Marcar um odù como odù do Ẹgbẹ com àṣẹ constituído é, portanto, instalar um marco de vida — um momento em que o território se torna referência de identidade espiritual e projeto coletivo, com força vital ativa no presente e direcionando os próximos passos do povo e do lugar.
O significado espiritual do odù como marco, ocorre quando um odù é registrado como pertencente ao Ẹgbẹ e um Àṣẹ é constituído: sela-se um pacto espiritual e comunitário que ativa àṣẹ para o percurso coletivo.
O território da comunidade é afirmado como lugar de vida e tradição, não apenas como espaço geográfico, mas como vida espiritual e social.
A ideia de fundamentar “do chão ao teto” encontra respaldo direto na cosmologia yorùbá.
O chão (ilẹ̀) não é apenas suporte físico, mas entidade viva, associada a Ilẹ̀/Onílẹ̀, senhora da terra, da ética e da justiça. É no chão que se assentam os fundamentos, pois é ali que repousam os ancestrais e onde a vida se renova.
O teto, por sua vez, simboliza a abertura para o Òrun, a dimensão espiritual superior.
Assim, o espaço sagrado corretamente fundamentado articula verticalmente o cosmos, ligando terra, humanidade, ancestrais e divindades — uma lógica amplamente descrita por autores como Jacob Olupona (African Religions: A Very Short Introduction).

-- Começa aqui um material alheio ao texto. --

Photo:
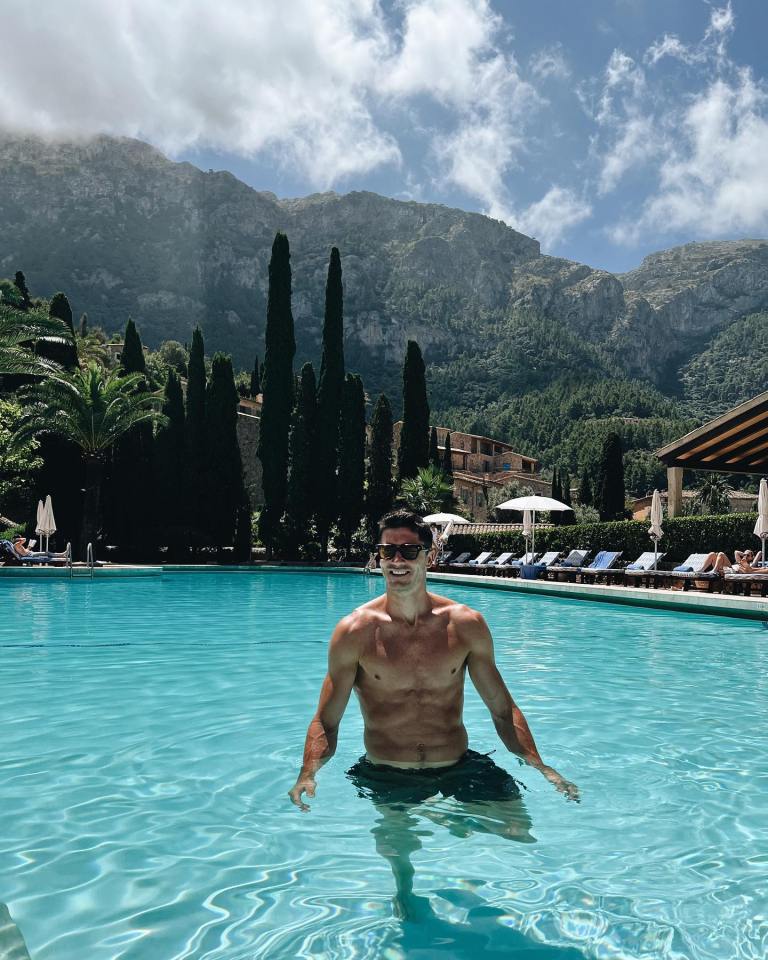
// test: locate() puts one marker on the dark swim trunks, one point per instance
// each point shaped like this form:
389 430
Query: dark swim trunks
474 777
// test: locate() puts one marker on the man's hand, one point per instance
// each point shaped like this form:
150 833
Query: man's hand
305 784
569 790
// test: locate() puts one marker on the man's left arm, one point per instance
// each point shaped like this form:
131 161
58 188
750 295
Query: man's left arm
508 718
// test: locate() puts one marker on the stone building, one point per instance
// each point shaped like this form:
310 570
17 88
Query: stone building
480 464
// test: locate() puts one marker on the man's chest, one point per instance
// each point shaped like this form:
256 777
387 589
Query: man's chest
413 659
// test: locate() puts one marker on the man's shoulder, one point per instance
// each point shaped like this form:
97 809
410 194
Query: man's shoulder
362 618
459 613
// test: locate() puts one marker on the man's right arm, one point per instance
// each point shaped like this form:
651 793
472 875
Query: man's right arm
322 734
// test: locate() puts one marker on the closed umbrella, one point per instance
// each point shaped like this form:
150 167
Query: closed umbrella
655 532
40 519
532 503
527 527
441 518
49 524
761 527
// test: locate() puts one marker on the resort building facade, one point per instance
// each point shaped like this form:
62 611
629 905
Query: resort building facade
481 464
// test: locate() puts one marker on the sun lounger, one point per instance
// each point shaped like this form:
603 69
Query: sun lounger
569 567
459 560
744 582
493 565
480 559
690 570
643 571
603 565
12 558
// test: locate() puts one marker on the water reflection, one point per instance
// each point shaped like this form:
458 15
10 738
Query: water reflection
485 932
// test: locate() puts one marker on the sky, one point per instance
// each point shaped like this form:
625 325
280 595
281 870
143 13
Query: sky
607 129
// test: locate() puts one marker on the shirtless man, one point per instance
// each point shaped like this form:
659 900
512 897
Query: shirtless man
405 654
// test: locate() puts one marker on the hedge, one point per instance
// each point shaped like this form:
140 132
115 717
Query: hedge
682 536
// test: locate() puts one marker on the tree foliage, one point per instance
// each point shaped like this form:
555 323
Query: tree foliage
379 488
297 520
277 389
329 403
414 436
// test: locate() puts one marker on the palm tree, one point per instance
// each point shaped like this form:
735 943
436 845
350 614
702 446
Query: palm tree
427 492
92 408
19 331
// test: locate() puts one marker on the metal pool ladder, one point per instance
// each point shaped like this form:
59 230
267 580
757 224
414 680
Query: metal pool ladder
88 559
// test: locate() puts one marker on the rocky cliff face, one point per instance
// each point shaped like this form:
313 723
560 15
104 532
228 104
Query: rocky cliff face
124 231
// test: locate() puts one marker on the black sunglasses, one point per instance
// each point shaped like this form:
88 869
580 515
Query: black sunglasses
408 551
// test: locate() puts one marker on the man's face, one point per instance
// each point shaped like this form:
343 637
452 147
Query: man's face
401 574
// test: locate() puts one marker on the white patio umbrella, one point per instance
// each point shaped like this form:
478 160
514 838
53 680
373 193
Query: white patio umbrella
40 519
532 503
761 527
48 526
655 532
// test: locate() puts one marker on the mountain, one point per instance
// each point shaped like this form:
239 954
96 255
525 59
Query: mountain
126 232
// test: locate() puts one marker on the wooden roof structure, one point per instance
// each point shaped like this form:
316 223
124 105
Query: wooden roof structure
735 442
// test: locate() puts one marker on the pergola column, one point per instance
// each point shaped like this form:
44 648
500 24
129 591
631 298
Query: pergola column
674 491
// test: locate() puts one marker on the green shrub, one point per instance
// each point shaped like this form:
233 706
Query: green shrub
682 536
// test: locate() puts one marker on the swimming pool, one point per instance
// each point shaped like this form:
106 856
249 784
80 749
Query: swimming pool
151 729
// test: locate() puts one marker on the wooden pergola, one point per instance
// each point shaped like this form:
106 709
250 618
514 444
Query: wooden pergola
736 442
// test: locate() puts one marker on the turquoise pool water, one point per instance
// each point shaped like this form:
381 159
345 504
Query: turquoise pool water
151 729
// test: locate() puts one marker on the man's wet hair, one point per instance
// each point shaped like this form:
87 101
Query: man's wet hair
411 521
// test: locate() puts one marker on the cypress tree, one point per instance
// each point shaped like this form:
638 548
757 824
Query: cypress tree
585 495
226 487
329 401
277 391
19 281
567 516
299 496
170 464
196 382
610 493
128 476
132 355
352 459
448 459
414 436
255 379
557 494
434 456
380 489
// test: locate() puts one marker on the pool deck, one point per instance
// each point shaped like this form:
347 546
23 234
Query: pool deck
718 604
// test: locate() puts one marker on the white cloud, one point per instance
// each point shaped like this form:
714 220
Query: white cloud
637 142
242 76
550 63
550 218
715 181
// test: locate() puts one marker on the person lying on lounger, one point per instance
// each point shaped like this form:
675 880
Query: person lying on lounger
22 551
720 563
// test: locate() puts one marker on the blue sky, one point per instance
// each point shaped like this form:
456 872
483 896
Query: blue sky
605 128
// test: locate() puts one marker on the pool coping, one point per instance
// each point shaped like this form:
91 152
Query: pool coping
715 604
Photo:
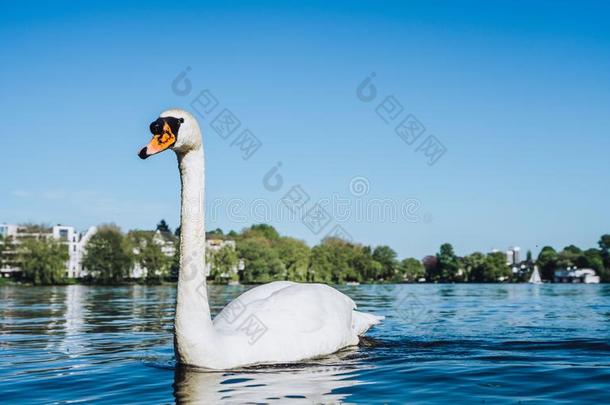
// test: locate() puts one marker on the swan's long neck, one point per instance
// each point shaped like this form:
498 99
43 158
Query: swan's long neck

Fundamentar um espaço de Candomblé também é um ato político-cultural de afirmação territorial.
Na tradição yorùbá, território não é posse individual, mas lugar de pertencimento coletivo, onde se atualiza a memória ancestral e se garantem as condições de reprodução da vida material e espiritual. Muniz Sodré explica que o terreiro é um “território negro existencial”, onde se organiza uma outra racionalidade de mundo, distinta da lógica colonial (Terreiros e Quilombos).
Quem tem àṣẹ, tem postura.
Quem tem àṣẹ, tem propósito.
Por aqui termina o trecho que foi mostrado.